The 9th Circuit generally presumes commercial injury in cases of direct competition plus misleading claims. Though conclusory allegations of injury can be insufficient, a direct competitor can more easily/plausibly allege competitive injury. Given that the alleged false statements relate to the network, which ASH itself alleged was the most significant criterion for health plan consumers, it was plausible that this would draw health plan customers away from Healthways by making them believe that ASH offers a more attractive network of facilities.
This result on standing presaged the result on failure to state a claim. Healthways sufficiently alleged materiality, despite ASH’s argument that there was no allegation that health plans were aware of or had ever seen ASH’s online directory, let alone relied on it. Healthways alleged that ASH maintained a publicly accessible marketing website for its products, including Silver & Fit, which directed visitors to the Silver & Fit website for details. Materiality can be shown without proof that health plans and seniors have actually seen the online directory; the issue is whether the misrepresentation goes to the nature of the product/would affect purchasing decisions, and this misrepresentation plausibly would do so.
ASH argued that it wasn’t engaged in advertising or promotion, because the site was intended to provide information for existing Silver & Fit members. But anyone could see it without logging in as a member, and ASH’s marketing website for actual and potential consumers directs them to the Silver & Fit website. “Because of the clear promotional character of the online directory, Healthways has plausibly alleged that the false statements were made in a commercial advertisement.”
ASH then argued that its disclaimers shielded it from a finding of falsity. But disclaimers aren’t sufficient to avoid liability unless they’re sufficiently prominent and unambiguous to change the apparent meaning of the claims. For purposes of the motion (which has the same standards as that for a motion to dismiss), ASH’s disclaimers couldn’t shield it. The repeated statement “[i]nformation in this directory is updated daily and subject to change without notice” “suggests that the accuracy of the current listing of facilities is checked daily and corrected daily, not that the directory may include facilities that are not in fact within the Silver & fit network.” The “you may not have access” statement only informs visitors that they might not have access to a particular club type, not that a facility in the directory might not actually be within the network.
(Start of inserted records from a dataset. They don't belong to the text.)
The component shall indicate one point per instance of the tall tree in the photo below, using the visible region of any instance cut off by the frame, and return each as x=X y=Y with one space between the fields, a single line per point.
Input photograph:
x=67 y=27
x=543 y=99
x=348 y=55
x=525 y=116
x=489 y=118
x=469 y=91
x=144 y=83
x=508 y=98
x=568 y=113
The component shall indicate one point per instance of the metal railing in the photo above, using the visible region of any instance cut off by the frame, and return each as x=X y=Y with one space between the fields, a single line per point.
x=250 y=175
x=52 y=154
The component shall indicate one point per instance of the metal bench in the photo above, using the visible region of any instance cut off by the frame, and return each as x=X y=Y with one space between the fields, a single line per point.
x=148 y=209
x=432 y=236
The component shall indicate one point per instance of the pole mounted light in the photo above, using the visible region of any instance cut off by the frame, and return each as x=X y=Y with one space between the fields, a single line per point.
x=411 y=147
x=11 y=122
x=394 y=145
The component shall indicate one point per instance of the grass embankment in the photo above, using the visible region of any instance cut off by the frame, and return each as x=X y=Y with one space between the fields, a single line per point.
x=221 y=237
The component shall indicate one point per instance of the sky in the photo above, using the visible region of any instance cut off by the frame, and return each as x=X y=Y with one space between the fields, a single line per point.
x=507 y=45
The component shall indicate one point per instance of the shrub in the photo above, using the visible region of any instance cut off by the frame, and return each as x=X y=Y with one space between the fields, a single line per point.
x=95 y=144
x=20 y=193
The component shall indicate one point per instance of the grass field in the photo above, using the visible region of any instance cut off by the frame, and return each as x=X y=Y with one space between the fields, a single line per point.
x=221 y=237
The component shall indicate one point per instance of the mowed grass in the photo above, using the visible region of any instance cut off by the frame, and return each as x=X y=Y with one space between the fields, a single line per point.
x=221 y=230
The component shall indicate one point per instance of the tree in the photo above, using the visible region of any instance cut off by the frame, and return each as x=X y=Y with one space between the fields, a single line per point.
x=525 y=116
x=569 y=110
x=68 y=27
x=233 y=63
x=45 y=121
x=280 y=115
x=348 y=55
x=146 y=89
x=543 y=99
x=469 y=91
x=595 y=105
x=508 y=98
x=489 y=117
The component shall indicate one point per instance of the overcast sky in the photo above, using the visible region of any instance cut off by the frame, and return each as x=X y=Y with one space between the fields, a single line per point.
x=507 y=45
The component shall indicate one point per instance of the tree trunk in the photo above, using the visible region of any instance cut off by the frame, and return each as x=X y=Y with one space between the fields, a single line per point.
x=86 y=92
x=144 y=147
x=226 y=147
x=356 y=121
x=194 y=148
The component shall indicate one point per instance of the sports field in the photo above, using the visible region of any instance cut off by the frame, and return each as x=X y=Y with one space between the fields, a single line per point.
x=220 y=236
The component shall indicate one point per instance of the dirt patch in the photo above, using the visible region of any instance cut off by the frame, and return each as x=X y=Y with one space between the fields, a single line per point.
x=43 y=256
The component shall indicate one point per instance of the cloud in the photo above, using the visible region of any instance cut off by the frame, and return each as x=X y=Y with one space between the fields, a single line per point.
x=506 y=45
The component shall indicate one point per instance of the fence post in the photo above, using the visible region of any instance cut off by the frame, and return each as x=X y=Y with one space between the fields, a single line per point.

The additional disclaimers in the Terms and Conditions (linked on the bottom left of every page) provides that ASH “does not make any warranty, express or implied, ... for the accuracy or quality of any information present on this Web Site.” Healthways argued that this was too tiny and distant, and that was a question of fact.
ASH finally argued that Healthways failed to allege likely injury in more than conclusory fashion. No. Because they’re direct competitors, and because the information about a key service feature was allegedly false, Healthways could lose business to ASH.
Likewise, the court concluded ASH’s Rule 9(b) objection failed. The 9th Circuit hasn’t ruled on the matter, but many district courts have applied Rule 9(b) to Lanham Act false advertising claims as “grounded in fraud” (why not trademark claims when neither claim requires intent? Because trademark is just different despite having virtually the same statutory foundation, world without end, amen). Anyway, the court agreed that Rule 9(b) applied, but Healthways had satisfied it. Healthways was not required to identify the improperly listed facilities one by one; Healthways provided ASH enough infomration to put it on notice of the specific conduct complained of. Likewise, Healthways wasn’t required to name individuals who’d seen or been misled by ASH’s statements. Literal falsity doesn’t require evidence of consumer deception, and this was a literal falsity claim. (And even if it hadn’t been, I have to say, I can’t imagine you’d have to plead who participated in your survey, if you even have to allege that you conducted one, which I doubt.)